The American Tree: A view on the great pines and evergreens

Opinionated meat berry
4 min readMar 26, 2022

As the wind calmly blows, carefully removing clouds one by one to reveal the majestically blue sky, Mr. Barlowe sits on an obscure bench built beside a sprawling group of pine trees. It’s the bench he’s sat on for as long as he could remember. The bench is just one of those stupidly mass-produced ones, it has no soul and equally has no importance to Mr. Barlowe. For the reason he sits here is not to look at the deep blue sky or experience the sounds of nature, instead, he focuses on the huge sprawling pine trees surrounding it. The pine isn’t a special tree in these lands, for it is the decidedly “American” tree.

But the point of the pine, Mr. Barlowe believes, is not just to survive and thrive in these lands but it encompasses so much more than what a simple observer will see through. The pine itself can do so much more, it knows no sentience but it doesn’t need to be conscious of the forever enduring existential questions humanity as a whole continuously raise. The pine is wood, you can burn it, you can carve it, and hell you could even build a house with it. Mr. Barlowe looks up at the pine, he admires it, this forest built his house, and if you backpedal two hundred something years, it even built America itself. The magical importance of wood is a complex story of both human technological development and nature’s continual evolution towards what it would eventually call “Perfection”. Over hundreds of thousands of years, the pine evolved to what it is now.

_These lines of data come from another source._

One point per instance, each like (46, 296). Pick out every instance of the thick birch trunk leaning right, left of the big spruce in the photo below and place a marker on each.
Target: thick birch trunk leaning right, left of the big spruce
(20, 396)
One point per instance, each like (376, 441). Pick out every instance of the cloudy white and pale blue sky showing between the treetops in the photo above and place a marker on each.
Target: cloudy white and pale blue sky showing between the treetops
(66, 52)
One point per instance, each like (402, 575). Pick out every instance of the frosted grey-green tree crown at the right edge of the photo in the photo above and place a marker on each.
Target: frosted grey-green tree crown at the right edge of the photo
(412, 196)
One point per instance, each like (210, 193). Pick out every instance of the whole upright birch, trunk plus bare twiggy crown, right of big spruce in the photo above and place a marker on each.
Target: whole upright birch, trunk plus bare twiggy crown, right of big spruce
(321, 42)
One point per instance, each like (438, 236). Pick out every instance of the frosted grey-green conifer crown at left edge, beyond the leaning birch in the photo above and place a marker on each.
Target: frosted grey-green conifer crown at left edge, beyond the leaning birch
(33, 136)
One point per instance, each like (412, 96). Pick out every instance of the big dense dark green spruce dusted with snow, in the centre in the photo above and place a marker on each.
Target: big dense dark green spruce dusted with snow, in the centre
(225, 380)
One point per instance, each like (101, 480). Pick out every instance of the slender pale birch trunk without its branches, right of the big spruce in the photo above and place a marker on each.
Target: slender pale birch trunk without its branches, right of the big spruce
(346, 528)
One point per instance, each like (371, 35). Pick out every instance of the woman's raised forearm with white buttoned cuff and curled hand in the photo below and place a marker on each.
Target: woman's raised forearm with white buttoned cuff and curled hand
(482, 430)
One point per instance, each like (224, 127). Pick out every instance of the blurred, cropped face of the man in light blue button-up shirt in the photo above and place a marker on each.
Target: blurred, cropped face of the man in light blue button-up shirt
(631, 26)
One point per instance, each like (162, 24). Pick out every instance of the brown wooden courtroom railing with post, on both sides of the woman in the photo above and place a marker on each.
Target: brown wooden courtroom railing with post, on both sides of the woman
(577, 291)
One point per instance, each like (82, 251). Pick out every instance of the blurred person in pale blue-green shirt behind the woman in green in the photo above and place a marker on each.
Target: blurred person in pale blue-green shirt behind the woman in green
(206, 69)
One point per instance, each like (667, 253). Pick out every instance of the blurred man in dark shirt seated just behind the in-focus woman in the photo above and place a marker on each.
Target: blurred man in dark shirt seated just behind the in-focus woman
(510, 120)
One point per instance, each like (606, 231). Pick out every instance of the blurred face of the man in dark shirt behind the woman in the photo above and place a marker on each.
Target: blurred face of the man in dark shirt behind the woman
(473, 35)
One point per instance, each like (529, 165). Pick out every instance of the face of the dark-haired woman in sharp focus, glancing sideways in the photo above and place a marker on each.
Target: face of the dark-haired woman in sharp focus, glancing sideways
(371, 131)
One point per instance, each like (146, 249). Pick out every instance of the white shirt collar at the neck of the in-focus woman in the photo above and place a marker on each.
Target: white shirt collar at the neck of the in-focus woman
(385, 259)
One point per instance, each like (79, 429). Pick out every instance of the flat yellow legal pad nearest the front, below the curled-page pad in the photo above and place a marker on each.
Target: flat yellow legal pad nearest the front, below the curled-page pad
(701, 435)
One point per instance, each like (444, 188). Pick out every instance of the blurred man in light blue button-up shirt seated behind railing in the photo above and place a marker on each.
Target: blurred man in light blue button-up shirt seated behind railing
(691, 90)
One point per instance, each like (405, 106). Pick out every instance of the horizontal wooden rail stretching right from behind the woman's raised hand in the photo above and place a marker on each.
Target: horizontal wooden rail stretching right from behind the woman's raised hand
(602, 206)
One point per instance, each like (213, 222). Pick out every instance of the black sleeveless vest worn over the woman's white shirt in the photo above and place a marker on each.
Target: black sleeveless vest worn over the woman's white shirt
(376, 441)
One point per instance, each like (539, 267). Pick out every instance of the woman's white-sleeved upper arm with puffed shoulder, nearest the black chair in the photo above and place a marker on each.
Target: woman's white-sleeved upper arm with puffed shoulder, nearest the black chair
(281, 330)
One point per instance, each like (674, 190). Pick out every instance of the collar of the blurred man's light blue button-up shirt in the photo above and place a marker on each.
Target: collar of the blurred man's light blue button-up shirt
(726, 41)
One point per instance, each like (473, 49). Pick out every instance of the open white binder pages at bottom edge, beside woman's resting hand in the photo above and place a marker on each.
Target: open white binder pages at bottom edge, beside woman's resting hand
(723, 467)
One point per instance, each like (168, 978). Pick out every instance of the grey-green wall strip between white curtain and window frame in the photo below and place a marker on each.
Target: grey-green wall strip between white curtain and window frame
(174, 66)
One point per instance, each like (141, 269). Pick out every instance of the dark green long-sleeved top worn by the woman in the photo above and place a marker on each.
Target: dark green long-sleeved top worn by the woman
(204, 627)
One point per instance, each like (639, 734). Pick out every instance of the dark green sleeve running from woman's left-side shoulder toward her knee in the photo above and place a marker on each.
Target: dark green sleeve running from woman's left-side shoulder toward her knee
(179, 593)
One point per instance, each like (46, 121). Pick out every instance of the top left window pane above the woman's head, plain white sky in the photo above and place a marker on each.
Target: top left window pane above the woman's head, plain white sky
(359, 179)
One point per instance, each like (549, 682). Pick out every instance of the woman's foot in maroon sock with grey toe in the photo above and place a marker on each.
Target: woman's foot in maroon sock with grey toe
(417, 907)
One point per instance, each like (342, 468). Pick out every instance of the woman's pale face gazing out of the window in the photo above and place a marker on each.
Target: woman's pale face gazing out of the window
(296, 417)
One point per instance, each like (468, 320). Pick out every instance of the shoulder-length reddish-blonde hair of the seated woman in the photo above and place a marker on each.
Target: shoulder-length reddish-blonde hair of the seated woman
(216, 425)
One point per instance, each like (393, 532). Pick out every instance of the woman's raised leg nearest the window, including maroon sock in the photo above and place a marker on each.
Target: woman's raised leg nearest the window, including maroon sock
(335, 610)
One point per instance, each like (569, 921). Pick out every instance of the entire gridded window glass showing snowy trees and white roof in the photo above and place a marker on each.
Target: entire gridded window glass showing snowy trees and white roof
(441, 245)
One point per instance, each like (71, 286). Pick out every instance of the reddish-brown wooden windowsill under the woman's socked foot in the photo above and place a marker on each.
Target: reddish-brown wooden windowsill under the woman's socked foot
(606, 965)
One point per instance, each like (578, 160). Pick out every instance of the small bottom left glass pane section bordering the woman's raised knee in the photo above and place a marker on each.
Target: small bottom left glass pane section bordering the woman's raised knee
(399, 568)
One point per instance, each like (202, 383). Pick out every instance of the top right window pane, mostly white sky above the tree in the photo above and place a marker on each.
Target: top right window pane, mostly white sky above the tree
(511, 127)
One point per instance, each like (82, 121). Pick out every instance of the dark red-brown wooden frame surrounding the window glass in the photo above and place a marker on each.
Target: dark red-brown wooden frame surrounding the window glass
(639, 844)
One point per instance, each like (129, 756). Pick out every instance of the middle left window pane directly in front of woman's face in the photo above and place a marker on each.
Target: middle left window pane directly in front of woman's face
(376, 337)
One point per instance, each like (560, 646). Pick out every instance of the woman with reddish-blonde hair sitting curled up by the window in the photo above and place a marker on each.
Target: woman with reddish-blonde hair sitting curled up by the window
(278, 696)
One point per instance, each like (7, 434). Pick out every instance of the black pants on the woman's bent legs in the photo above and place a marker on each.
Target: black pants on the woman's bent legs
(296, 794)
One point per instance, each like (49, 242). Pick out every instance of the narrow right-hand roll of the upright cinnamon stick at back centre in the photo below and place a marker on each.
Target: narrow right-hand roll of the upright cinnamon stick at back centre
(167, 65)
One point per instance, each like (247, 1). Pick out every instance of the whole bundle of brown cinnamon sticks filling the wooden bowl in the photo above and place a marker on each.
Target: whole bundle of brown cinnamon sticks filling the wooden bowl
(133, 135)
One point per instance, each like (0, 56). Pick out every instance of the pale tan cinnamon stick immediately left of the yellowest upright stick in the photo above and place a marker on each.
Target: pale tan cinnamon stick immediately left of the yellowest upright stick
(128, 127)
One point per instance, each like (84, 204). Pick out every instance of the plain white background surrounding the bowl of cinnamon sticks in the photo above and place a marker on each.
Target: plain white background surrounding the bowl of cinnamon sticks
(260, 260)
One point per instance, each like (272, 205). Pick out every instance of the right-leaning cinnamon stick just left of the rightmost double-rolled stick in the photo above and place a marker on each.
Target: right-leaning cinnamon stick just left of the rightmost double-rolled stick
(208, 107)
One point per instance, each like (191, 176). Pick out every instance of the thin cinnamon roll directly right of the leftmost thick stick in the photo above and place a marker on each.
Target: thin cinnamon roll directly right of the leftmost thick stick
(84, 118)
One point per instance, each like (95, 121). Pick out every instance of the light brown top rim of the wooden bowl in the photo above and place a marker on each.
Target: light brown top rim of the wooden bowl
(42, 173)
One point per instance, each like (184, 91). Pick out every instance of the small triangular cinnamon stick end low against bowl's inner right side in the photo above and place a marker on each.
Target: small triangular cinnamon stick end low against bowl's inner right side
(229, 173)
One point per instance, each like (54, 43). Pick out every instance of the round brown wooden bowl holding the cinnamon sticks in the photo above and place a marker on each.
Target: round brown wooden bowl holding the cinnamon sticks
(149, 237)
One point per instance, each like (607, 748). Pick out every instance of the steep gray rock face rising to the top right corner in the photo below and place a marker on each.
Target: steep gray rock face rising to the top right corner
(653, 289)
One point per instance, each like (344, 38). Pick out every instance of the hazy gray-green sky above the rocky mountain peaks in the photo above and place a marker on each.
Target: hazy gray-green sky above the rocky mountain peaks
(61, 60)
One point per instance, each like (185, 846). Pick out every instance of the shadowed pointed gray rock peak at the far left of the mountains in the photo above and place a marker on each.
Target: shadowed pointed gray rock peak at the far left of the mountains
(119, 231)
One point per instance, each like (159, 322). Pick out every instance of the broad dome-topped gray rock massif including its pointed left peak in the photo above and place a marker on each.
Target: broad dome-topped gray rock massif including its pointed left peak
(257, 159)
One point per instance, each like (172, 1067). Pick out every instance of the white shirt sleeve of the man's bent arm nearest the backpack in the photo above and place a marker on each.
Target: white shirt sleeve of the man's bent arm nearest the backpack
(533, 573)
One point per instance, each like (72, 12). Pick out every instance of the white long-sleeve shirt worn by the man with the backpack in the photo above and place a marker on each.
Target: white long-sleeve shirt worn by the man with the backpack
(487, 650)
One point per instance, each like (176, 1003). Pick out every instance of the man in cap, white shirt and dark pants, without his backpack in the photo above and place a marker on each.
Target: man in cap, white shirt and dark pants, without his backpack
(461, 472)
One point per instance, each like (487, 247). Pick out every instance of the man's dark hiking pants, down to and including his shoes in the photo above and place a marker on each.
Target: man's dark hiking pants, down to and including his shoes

No matter what tree, what country, and what opinion you have of them, they built the world as we know it today. The first bush-like trees fed the dinosaurs of old and continued to feed the mammals that came after those, even continuing to our ancient ancestors. Trees provided the height for smaller animals to survive and eventually thrive, the branches were adapted to building materials and eventually human firewood. Monkeys swung around ancient branches, while their predators could only wish to do the same. But that isn’t the pine tree, those are some crazy ancient trees from the days of old. But you could make the same argument for the modern United States, it sure wasn’t a country 400 years ago. European colonizers came searching for a new way to continue their unhealthy economic growth and bumped into the North American continent. Turns out, these new colonizers especially didn’t like the fact that they couldn’t just go “hey, there’s some land! It’s mine now.” since there were these so-called “Indians” or “Native Americans” who were already there for a long time with their own culture and land. The pine tree was here to see it all, the natural beauty of it extends not only to the physical 3-dimensional world that we human beings know and love. No, it extends far more, including your own mind. The natural beauty and practicality of the North American Pine built Jamestown, sheltered the American Rebellion, built a nation, and then supplied it with the massive wood supply that created the modern United States.

The pine then provided sustenance and growth for nature, shelter for the small birds from predators, greenery for the human emotions, and the swaths of land we now know as the Yellowstone national park.

The pine tree and its many traits of practicality, growth, and evergreen-ness built religions, nations, people… Everything you can see now with those fancy tech things called computers wouldn’t be here if it wasn’t for World War 2 and WWII wouldn’t be here without the nations fighting it which all had to start somewhere. These nations, and especially the US, were created with the utilization of natural resources, mostly ores, and trees. Pine trees grow all across the US in sprawling forests and mountains, helping to build everything. But no, we shouldn’t just recognize it as just a tree anymore. The pine is unique to the growth and success of the United States, and in the same way, its vast array of problems.

A tree that created a rebellion, lead to a nation, which turned into one of the most successful countries in human history. The Pine lead to everything we know today, from the Atom Bomb to the Computer. This tree represents America, in fact, it very much formed it into the superpower it is today. So, shall we call it the definitive “American Tree”? It was the tree to overlook the creation of modern America, and watched it get thrown into wars then watched it industrialize and develop a huge workforce in the “American Melting Pot”. These trees then viewed the stumble of the US after WW2 with Vietnam and Korea, then watched the horror of the Gulf War and the War on terror. It has seen all, through the confines of its physical embodiment as a tree. An American tree.